The suicide of an elderly Nelson member of a pro-euthanasia group has again highlighted the fierce debate over a person's right to die.
Gretha Appleby, 80, was found dead in 2010. Coroner Carla na Nagara released her findings into the death yesterday, stating Mrs Appleby died at her home from self-inflicted injuries.
Mrs Appleby was a noted member of the pro-euthanasia group Voluntary Euthanasia Society of New Zealand.
She had expressed her pro-euthanasia views publicly, writing to the Nelson Mail in 2008 to declare her frustration at the "irrational" view that considered someone a murderer for helping a suffering loved one to die.

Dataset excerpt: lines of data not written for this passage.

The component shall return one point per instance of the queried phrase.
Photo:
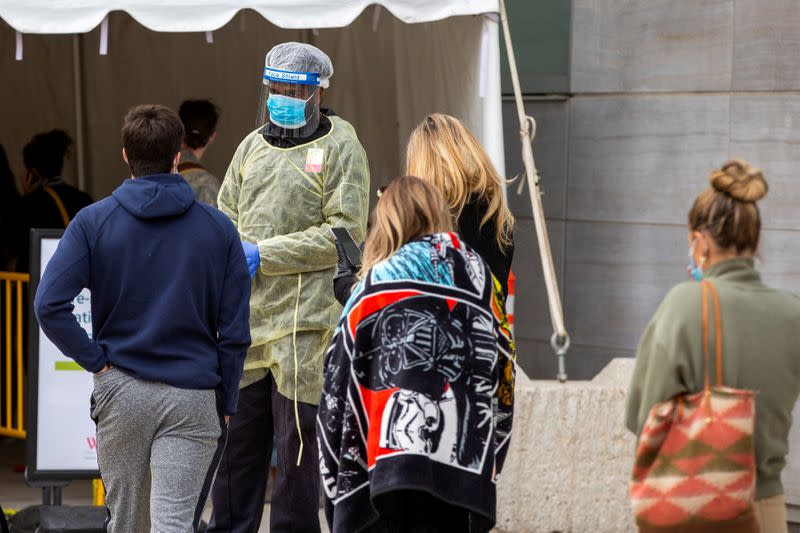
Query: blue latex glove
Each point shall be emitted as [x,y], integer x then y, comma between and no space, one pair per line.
[252,256]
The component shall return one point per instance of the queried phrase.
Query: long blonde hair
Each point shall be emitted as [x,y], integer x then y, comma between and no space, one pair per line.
[444,152]
[408,208]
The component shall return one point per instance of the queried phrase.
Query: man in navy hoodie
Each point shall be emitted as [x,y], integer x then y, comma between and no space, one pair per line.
[170,304]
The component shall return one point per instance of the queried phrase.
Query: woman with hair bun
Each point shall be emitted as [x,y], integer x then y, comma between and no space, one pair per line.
[760,331]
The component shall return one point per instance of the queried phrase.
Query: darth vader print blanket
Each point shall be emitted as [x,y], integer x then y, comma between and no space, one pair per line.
[419,386]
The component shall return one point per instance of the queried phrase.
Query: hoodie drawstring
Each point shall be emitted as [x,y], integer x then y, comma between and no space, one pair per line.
[294,347]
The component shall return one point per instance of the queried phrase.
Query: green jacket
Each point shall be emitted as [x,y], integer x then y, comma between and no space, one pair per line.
[286,200]
[761,342]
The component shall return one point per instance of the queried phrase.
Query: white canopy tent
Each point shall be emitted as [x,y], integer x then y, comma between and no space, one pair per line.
[388,73]
[394,63]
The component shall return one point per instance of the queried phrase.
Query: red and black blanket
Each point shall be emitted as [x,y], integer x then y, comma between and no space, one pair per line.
[419,386]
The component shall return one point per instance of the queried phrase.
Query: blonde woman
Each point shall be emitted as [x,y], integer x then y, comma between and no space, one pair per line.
[442,151]
[416,410]
[760,331]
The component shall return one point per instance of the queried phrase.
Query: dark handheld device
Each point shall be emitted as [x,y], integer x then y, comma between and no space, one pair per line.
[351,249]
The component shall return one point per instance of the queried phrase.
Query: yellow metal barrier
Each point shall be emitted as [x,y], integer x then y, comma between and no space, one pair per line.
[12,313]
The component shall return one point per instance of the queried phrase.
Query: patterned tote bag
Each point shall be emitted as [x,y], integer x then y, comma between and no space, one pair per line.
[695,468]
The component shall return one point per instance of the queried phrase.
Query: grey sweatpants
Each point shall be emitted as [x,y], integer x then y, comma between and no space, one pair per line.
[158,447]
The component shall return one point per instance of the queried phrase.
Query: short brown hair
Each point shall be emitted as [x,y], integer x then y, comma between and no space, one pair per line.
[151,136]
[408,208]
[728,210]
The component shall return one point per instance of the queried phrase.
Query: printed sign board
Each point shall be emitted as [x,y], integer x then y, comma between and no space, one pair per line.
[61,434]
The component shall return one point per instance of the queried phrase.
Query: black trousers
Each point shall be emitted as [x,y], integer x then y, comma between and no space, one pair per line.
[241,483]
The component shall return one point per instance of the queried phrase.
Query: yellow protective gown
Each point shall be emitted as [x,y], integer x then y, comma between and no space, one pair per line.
[286,200]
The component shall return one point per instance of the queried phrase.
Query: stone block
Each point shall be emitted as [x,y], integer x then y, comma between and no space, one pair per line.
[652,45]
[570,459]
[616,275]
[766,46]
[764,130]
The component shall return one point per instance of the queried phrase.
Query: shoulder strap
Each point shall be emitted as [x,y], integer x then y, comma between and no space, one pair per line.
[183,166]
[710,289]
[59,204]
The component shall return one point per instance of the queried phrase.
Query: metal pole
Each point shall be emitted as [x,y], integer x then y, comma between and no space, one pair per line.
[560,340]
[77,70]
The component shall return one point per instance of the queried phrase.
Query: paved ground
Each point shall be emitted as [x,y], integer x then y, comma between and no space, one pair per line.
[16,494]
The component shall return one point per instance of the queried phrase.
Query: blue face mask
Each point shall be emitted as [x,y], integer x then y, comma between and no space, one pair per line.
[695,271]
[287,112]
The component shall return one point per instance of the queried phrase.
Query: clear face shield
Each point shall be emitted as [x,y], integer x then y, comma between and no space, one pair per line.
[288,105]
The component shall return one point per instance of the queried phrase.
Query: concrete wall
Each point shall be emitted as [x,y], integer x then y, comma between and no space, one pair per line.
[660,92]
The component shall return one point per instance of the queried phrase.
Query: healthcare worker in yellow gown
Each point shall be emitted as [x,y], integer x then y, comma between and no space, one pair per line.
[300,173]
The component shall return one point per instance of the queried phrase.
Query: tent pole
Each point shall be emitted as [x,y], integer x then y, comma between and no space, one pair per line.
[77,71]
[560,339]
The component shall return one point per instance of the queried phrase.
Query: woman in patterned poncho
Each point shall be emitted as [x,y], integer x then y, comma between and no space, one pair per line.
[417,404]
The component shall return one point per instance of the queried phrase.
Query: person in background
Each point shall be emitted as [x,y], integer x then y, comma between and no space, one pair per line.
[416,410]
[9,214]
[47,201]
[444,152]
[169,286]
[761,337]
[290,181]
[199,119]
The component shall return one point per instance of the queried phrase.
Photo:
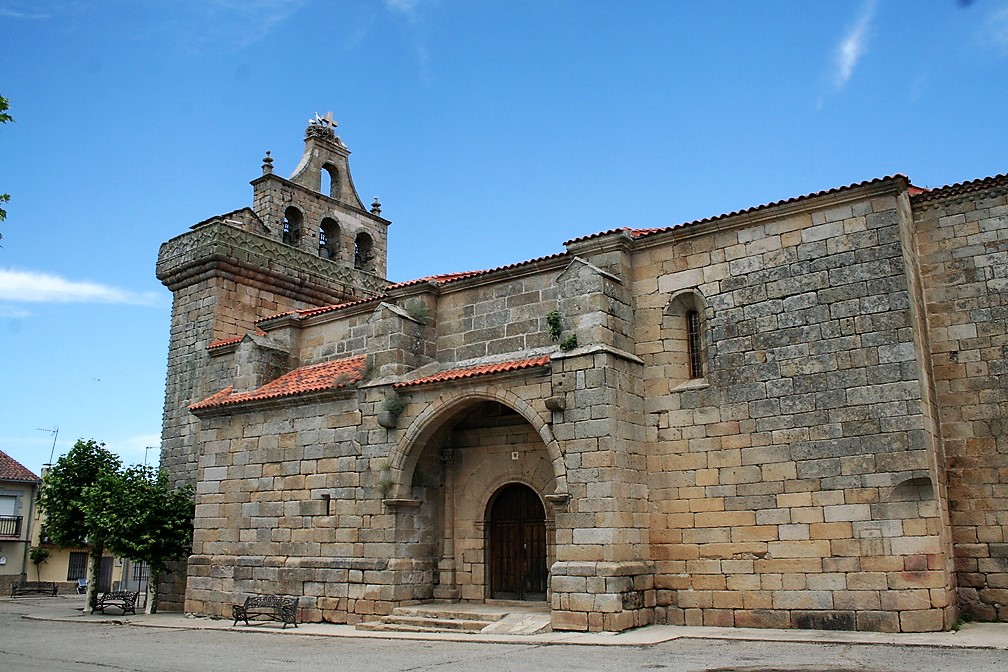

"My compassion goes towards the ‘murderer', feeling he or she needs our understanding," she wrote. "No son, daughter nor anyone should be put to such a test.
"If only we would have a law in which the dying have a choice how to die with dignity, this would save a lot of misunderstanding."
In New Zealand it is a criminal offence to help someone die, or even provide a means for them to do so.
The issue of euthanasia was raised again last week after Auckland man Evans Mott was discharged without conviction after the death of his wife.
Society spokesman John Murray said Mrs Appleby, who was a lifetime member, was one of more than 1200 people in New Zealand who officially supported the group.
Their foremost aim was to bring about a law change that would allow people with incurable disease or in unbearable pain to end their own lives.
"If a person for whatever reason wants to commit suicide they're not a criminal . . . we're into the issue of dying, not killing."
Labour MP Maryan Street, who is the author of a member's bill that would legalise assisted suicide in certain cases, said she had decided to act after a meeting with society members a year ago.
Although similar proposals had been voted down in 1995 and 2003, she believed the mood of the nation had swung.
The bill had a good chance of passing if pulled from the ballot, and several MPs who had voted against the previous proposals had told her they had changed their minds, she said.
But the proposal has also attracted opposition from several organisations, including pro-life groups and the palliative care industry.
Australian and New Zealand Society of Palliative Medicine chairwoman Sinead Donnelly said allowing doctors to kill their patients would have a dreadful impact on the medical profession.
A national meeting of palliative care experts last week had returned a unanimous vote against the idea, which would impact public safety and expose the vulnerable.
"If society wants to kill its own people it should be outside the health system."
Ms Street's bill proposed far more lenience than other countries that allowed some form of euthanasia and also suggested doctors could face imprisonment if they did not abide by it - an outrageous outcome, she said.